Pari lancé. Pari risqué. En annonçant, lundi 30 janvier, un programme de 240 pages comprenant plus de 2300 objectifs, l’opposition turque a enfin donné le coup d’envoi à sa course au double scrutin, législatif et présidentiel, du 14 mai. Objectif principal: en finir avec le règne sans partage du «reis» sur un pays économiquement asphyxié et politiquement sclérosé par vingt ans de gouvernance de l’AKP, le parti islamo-conservateur au pouvoir. Mais à l’approche de cette élection très attendue, aux allures de référendum pour ou contre Erdogan, les promesses d’un retour de la démocratie suffiront-elles à surpasser les divisions internes à cette «Table des six» (alliance incongrue de six mouvances) face à un chef de l’État prêt à tout pour préserver son pouvoir?

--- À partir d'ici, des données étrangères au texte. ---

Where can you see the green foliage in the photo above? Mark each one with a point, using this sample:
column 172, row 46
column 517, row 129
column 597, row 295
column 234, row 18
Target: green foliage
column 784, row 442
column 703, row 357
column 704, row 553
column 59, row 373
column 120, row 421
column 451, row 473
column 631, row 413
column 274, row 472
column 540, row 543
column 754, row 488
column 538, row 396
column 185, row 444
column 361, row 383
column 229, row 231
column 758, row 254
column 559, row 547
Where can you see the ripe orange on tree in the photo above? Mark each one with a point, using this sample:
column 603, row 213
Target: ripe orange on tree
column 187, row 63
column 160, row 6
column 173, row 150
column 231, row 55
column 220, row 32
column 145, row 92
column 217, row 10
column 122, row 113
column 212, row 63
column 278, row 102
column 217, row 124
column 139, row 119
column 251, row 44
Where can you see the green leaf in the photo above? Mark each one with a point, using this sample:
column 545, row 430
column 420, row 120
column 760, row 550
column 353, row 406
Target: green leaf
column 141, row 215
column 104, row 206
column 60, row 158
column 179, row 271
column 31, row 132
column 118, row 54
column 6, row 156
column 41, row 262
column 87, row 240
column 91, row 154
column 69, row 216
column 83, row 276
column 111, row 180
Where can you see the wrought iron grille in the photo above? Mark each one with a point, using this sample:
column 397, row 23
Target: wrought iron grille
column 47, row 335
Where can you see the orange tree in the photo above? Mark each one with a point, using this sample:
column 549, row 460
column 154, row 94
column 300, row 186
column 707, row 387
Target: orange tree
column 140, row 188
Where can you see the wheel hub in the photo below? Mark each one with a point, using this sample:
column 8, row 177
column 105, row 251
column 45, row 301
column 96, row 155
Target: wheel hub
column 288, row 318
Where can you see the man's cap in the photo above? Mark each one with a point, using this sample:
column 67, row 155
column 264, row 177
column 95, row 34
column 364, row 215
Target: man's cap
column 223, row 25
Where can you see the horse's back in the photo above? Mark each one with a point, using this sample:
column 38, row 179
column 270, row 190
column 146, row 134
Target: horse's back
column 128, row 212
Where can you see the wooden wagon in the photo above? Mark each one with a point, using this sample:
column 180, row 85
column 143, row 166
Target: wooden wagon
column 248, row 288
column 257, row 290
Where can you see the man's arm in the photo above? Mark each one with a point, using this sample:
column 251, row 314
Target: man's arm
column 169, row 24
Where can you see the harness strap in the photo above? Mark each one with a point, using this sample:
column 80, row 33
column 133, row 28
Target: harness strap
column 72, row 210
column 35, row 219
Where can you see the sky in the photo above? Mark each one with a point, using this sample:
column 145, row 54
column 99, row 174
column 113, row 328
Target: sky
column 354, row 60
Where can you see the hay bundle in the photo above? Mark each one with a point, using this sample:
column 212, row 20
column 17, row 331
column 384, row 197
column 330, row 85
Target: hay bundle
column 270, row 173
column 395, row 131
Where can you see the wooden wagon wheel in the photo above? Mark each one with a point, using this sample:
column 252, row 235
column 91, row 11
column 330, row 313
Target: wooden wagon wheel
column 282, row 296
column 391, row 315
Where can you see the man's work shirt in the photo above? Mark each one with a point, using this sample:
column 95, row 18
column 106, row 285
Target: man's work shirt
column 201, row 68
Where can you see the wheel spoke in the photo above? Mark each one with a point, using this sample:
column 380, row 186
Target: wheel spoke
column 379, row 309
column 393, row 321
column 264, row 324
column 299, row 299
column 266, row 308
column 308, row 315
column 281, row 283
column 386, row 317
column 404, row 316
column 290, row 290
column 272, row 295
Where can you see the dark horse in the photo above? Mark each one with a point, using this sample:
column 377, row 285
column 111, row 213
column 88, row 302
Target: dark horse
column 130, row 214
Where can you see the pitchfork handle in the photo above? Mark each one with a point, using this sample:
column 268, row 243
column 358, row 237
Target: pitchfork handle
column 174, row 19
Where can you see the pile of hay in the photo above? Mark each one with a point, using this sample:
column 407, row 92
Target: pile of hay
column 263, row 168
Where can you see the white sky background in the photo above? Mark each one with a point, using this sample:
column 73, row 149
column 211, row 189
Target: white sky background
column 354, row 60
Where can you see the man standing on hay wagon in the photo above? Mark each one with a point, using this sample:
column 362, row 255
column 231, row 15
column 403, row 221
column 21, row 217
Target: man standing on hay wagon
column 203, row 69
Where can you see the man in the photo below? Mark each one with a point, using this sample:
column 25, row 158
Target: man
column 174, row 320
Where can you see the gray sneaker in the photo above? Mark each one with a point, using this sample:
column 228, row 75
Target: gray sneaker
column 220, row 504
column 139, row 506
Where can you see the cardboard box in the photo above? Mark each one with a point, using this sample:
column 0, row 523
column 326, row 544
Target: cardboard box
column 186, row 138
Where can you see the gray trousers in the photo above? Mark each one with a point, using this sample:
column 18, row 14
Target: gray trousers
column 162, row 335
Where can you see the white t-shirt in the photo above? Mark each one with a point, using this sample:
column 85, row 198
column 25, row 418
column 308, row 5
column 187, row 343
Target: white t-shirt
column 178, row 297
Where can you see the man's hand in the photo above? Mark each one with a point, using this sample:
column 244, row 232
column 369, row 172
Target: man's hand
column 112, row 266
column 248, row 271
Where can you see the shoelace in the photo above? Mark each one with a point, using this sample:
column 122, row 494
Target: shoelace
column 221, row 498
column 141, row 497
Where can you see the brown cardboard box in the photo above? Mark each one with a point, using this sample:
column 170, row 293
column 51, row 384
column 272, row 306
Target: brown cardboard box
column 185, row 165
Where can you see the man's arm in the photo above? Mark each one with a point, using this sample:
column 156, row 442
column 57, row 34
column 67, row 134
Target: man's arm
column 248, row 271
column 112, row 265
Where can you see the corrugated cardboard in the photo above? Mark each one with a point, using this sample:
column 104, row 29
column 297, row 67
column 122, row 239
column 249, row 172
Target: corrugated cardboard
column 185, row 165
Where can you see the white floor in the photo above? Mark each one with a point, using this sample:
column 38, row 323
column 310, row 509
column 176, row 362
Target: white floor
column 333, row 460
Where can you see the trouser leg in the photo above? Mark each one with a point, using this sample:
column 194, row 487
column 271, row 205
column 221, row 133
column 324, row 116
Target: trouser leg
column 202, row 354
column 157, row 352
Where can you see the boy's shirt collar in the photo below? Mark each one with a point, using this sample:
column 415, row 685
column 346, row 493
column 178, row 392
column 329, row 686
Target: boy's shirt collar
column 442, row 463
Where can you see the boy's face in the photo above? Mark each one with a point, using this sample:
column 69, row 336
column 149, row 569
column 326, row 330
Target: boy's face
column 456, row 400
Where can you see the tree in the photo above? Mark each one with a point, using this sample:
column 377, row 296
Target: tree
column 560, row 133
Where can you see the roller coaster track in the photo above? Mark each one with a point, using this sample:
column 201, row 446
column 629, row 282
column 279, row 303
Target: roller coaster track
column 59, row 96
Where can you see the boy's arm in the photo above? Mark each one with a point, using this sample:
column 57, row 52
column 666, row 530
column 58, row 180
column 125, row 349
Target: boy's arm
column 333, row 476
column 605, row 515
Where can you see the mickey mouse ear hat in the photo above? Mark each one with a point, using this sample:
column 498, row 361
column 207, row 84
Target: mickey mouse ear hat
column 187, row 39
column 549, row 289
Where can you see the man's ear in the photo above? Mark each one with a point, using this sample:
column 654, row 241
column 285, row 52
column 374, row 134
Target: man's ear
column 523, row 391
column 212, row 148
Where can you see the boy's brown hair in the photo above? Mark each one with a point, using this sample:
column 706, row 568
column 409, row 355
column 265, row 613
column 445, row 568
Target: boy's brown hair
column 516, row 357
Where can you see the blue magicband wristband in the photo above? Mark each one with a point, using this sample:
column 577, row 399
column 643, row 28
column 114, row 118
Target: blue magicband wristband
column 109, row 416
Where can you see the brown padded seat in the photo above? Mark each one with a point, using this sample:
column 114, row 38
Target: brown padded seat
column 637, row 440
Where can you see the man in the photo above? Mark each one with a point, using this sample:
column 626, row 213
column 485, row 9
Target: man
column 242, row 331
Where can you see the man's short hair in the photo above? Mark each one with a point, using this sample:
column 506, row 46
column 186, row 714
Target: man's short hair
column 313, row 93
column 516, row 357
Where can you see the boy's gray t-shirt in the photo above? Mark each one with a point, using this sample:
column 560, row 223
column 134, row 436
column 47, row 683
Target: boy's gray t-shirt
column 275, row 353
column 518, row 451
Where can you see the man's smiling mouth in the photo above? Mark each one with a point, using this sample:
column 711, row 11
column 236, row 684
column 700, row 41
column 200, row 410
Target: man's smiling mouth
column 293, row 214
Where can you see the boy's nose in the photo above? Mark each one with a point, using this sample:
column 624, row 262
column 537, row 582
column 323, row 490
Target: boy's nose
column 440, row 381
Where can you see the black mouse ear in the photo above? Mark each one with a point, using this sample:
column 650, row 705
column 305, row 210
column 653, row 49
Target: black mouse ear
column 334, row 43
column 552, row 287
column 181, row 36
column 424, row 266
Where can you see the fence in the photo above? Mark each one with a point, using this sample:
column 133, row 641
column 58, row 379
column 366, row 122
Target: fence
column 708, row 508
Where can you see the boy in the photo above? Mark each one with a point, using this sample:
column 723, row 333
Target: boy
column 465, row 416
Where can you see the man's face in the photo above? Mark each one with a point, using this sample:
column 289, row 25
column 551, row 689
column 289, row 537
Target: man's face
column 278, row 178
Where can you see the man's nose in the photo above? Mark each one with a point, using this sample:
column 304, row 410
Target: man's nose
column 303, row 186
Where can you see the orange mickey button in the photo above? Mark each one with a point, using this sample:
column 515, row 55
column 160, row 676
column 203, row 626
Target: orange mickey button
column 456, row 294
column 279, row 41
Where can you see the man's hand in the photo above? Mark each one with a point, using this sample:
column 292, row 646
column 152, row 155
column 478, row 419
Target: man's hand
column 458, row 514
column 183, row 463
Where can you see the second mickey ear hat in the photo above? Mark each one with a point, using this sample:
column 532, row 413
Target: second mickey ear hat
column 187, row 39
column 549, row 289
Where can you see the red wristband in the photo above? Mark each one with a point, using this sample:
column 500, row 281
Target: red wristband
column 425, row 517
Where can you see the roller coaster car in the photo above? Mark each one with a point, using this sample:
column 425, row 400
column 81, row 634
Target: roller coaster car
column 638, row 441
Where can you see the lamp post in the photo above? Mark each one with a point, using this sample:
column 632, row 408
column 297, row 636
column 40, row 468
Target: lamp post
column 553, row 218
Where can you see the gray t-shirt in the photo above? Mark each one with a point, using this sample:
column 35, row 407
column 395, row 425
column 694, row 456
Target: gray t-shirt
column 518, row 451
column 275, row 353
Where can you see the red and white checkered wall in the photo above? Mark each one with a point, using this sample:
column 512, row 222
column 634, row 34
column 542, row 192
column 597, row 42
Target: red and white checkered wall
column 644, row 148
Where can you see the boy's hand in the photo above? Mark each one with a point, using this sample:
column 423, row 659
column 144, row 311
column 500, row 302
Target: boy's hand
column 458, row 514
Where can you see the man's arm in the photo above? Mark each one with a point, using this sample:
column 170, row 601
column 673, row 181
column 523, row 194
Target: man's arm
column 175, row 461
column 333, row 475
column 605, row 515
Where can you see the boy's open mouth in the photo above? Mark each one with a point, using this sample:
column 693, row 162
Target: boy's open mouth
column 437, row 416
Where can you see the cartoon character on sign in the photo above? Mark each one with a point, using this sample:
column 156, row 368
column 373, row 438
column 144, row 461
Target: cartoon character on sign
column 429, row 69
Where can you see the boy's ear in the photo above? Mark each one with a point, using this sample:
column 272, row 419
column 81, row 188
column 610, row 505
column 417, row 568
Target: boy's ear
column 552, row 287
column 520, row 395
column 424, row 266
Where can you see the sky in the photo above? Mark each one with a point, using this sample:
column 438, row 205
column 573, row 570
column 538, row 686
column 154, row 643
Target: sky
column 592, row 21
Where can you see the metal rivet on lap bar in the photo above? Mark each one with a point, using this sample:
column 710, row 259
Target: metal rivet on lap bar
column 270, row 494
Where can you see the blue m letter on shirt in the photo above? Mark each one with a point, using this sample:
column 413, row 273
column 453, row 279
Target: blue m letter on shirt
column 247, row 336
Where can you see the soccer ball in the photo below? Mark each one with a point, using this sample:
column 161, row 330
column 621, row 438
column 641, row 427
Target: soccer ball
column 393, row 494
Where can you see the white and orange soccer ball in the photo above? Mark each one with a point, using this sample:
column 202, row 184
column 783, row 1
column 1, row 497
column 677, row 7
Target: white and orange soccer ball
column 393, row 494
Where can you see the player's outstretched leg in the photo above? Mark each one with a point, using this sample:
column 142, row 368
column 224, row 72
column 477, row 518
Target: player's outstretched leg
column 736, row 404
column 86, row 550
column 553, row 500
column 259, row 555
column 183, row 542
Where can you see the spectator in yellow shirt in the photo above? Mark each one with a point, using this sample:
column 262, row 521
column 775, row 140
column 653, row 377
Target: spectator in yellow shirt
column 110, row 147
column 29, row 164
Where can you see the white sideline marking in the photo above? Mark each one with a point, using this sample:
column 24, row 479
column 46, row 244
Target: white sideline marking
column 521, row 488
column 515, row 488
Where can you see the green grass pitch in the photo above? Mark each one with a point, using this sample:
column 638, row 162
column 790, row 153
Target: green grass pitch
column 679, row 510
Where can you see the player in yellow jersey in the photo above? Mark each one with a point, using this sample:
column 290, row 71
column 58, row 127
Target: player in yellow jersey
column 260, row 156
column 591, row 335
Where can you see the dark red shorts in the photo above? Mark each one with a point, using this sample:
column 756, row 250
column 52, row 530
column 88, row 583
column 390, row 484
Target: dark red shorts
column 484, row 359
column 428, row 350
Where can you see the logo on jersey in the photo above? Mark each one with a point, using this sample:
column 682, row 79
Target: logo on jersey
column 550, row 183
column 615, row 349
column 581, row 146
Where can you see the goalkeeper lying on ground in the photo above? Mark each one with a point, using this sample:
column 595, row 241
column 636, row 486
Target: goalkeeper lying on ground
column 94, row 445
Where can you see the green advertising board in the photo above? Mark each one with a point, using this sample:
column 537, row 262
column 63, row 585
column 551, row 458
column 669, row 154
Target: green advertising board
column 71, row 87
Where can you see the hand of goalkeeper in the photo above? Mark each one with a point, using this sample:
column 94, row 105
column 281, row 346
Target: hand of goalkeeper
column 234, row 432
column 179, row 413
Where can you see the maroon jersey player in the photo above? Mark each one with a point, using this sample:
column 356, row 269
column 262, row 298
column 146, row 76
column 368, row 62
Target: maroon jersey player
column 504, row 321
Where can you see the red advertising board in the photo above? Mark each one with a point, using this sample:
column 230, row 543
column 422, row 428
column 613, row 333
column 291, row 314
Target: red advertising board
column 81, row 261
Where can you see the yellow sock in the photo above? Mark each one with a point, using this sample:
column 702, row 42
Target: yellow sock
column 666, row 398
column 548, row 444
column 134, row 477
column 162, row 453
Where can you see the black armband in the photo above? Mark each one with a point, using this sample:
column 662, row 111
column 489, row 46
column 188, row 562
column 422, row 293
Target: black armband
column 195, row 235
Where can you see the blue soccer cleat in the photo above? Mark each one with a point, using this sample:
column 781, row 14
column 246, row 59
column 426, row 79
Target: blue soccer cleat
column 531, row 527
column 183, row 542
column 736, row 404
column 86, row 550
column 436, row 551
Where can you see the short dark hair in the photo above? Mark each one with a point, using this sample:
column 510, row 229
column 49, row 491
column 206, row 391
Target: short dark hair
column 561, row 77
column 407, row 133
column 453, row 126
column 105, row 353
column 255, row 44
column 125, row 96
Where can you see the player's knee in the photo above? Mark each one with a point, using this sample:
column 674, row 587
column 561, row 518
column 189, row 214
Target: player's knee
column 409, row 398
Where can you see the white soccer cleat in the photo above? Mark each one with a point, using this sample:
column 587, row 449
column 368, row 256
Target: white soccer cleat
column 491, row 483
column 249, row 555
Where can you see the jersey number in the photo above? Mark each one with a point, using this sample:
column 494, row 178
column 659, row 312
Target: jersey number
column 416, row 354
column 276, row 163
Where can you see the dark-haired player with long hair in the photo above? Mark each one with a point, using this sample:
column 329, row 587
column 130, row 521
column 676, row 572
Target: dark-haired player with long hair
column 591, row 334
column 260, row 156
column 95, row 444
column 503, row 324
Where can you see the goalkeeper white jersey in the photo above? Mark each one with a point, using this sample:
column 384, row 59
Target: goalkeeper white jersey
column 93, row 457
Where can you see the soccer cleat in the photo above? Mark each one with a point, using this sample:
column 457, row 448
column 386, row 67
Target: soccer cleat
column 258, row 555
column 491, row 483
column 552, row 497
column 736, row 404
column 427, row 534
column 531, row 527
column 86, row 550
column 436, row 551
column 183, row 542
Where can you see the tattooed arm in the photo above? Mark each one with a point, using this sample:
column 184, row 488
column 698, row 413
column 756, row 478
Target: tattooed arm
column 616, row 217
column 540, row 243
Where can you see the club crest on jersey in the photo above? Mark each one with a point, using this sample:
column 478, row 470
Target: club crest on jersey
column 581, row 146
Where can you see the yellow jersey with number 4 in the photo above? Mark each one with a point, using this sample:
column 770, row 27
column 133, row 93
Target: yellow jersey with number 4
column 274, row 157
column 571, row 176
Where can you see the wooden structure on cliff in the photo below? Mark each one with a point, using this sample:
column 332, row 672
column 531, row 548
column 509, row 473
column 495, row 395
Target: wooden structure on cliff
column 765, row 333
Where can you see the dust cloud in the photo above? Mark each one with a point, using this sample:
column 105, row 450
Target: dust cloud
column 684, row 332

Sur le papier, les propositions sont alléchantes, porteuses d’un projet commun de «guérison», selon le journaliste Murat Yetkin. Vent debout contre le système hyperprésidentiel, en place depuis 2017, l’opposition ambitionne de revenir à un régime parlementaire et de supprimer les décrets présidentiels. Ces dernières années, Recep Tayyip Erdogan n’a pas manqué d’en abuser pour limoger de hauts responsables, dont le gouvernement de la Banque centrale, ou encore retirer la Turquie de la Convention d’Istanbul, destinée à lutter contre les violences faites aux femmes. Selon ce manifeste électoral, le futur président ne pourra pas non plus mettre son veto à une loi débattue par le Parlement, mais pourra renvoyer ce texte devant les députés s’il entend le contester. La poursuite engagée contre un parti politique en vue de son interdiction devra également obtenir le feu vert du Parlement. Autre promesse, hautement symbolique: celle de réinvestir le palais historique du quartier Çankaya d’Ankara – pied de nez à l’extravagant complexe présidentiel aux 1 100 pièces qu’Erdogan s’était fait construire sur une forêt. D’autres mesures incontournables figurent au programme de cette coalition: le renforcement de la liberté d’expression et de la presse, la réintégration des fonctionnaires purgés, la lutte contre l’inflation.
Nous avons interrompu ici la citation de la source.